PKU-MARL / DexterousHands

This is a library that provides dual dexterous hand manipulation tasks through Isaac Gym
https://pku-marl.github.io/DexterousHands/
Apache License 2.0
653 stars 78 forks source link

Segmentation fault #12

Open quantumiracle opened 2 years ago

quantumiracle commented 2 years ago

Hi,

When I run experiments with python train.py --task=ShadowHandOver --algo=ppo, it generates the following error:

Algorithm:  ppo
Python
Averaging factor:  0.01
Obs type: full_state
Not connected to PVD
+++ Using GPU PhysX
Physics Engine: PhysX
Physics Device: cuda:0
GPU Pipeline: enabled
WARNING: lavapipe is not a conformant vulkan implementation, testing use only.
...
Unhandled descriptor set 433
Unhandled descriptor set 1788307008
Segmentation fault (core dumped)

I know this might not be an issue of the repo, but the compatibility of Nvidia gpu driver. Just to post here to see if anyone has the solution.

My test GPU is Nvidia A6000 with NVIDIA-SMI 510.85.02 Driver Version: 510.85.02 CUDA Version: 11.6

quantumiracle commented 2 years ago

some update: by vulkaninfo:

    Devices: count = 9
        GPU id  : 0 (NVIDIA RTX A6000)
        Layer-Device Extensions: count = 0

        GPU id  : 1 (llvmpipe (LLVM 12.0.0, 256 bits))
        Layer-Device Extensions: count = 0

        GPU id  : 2 (NVIDIA RTX A6000)
        Layer-Device Extensions: count = 0

        GPU id  : 3 (NVIDIA RTX A6000)
        Layer-Device Extensions: count = 0

        GPU id  : 4 (NVIDIA RTX A6000)
        Layer-Device Extensions: count = 0

        GPU id  : 5 (NVIDIA RTX A6000)
        Layer-Device Extensions: count = 0

        GPU id  : 6 (NVIDIA RTX A6000)
        Layer-Device Extensions: count = 0

        GPU id  : 7 (NVIDIA RTX A6000)
        Layer-Device Extensions: count = 0

        GPU id  : 8 (NVIDIA RTX A6000)
        Layer-Device Extensions: count = 0

some GPU (GPU id: 1) may not using nvidia driver, but llvmpipe instead. Any specification to this GPU will lead to the segmentation fault.

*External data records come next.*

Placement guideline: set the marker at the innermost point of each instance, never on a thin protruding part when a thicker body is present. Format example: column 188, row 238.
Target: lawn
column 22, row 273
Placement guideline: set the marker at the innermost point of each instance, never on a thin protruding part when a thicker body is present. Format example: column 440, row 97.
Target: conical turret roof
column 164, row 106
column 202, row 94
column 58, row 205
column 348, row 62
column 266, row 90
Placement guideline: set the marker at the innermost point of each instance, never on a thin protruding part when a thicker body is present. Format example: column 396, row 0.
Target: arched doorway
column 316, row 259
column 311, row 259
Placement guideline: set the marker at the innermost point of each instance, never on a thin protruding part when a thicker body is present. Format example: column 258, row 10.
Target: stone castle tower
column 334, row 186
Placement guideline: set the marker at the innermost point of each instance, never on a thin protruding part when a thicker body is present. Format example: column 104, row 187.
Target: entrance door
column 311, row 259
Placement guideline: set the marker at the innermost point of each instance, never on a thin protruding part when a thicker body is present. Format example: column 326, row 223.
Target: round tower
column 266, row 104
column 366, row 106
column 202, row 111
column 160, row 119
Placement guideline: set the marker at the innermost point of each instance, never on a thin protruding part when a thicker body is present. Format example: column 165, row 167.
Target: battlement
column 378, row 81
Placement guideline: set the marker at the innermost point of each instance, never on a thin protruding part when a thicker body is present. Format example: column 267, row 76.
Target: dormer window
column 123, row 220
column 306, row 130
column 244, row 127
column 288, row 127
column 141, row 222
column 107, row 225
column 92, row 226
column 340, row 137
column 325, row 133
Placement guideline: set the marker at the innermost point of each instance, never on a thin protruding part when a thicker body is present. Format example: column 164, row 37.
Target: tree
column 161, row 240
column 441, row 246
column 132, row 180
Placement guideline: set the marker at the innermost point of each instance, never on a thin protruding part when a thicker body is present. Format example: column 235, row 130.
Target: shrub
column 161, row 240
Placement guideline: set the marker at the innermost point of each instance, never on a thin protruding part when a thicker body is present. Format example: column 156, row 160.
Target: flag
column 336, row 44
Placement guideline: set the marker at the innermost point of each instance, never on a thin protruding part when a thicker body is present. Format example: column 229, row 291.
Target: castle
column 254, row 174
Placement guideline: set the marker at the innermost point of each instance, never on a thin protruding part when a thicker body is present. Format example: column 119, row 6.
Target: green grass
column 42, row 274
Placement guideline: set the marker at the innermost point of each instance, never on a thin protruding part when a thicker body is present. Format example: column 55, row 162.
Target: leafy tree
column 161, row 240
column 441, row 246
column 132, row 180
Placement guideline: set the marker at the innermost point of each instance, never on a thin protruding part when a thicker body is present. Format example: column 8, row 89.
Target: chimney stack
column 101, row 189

gemcollector commented 2 years ago

some update: by vulkaninfo:

  Devices: count = 9
      GPU id  : 0 (NVIDIA RTX A6000)
      Layer-Device Extensions: count = 0

      GPU id  : 1 (llvmpipe (LLVM 12.0.0, 256 bits))
      Layer-Device Extensions: count = 0

      GPU id  : 2 (NVIDIA RTX A6000)
      Layer-Device Extensions: count = 0

      GPU id  : 3 (NVIDIA RTX A6000)
      Layer-Device Extensions: count = 0

      GPU id  : 4 (NVIDIA RTX A6000)
      Layer-Device Extensions: count = 0

      GPU id  : 5 (NVIDIA RTX A6000)
      Layer-Device Extensions: count = 0

      GPU id  : 6 (NVIDIA RTX A6000)
      Layer-Device Extensions: count = 0

      GPU id  : 7 (NVIDIA RTX A6000)
      Layer-Device Extensions: count = 0

      GPU id  : 8 (NVIDIA RTX A6000)
      Layer-Device Extensions: count = 0

some GPU (GPU id: 1) may not using nvidia driver, but llvmpipe instead. Any specification to this GPU will lead to the segmentation fault.

I also met this problem when using issacgym. So have you fixed this problem?

cypypccpy commented 2 years ago

Hi @gemcollector ,

Isaac Gym is currently only available on nvidia GPU, you can specify the GPU (such as cuda:2) to run on by adding --rl_device=cuda:2 --sim_device=cuda:2 to the command line at startup to avoid using Isaac Gym on a GPU without a cuda driver.

Hope this can help you.

cypypccpy commented 2 years ago

Hi @quantumiracle ,

Thank you for your sharing, this information is very valuable!

quantumiracle commented 2 years ago

@gemcollector I just specify the device as suggested by @cypypccpy to avoid the GPU using llvmpipe as a temporal solution.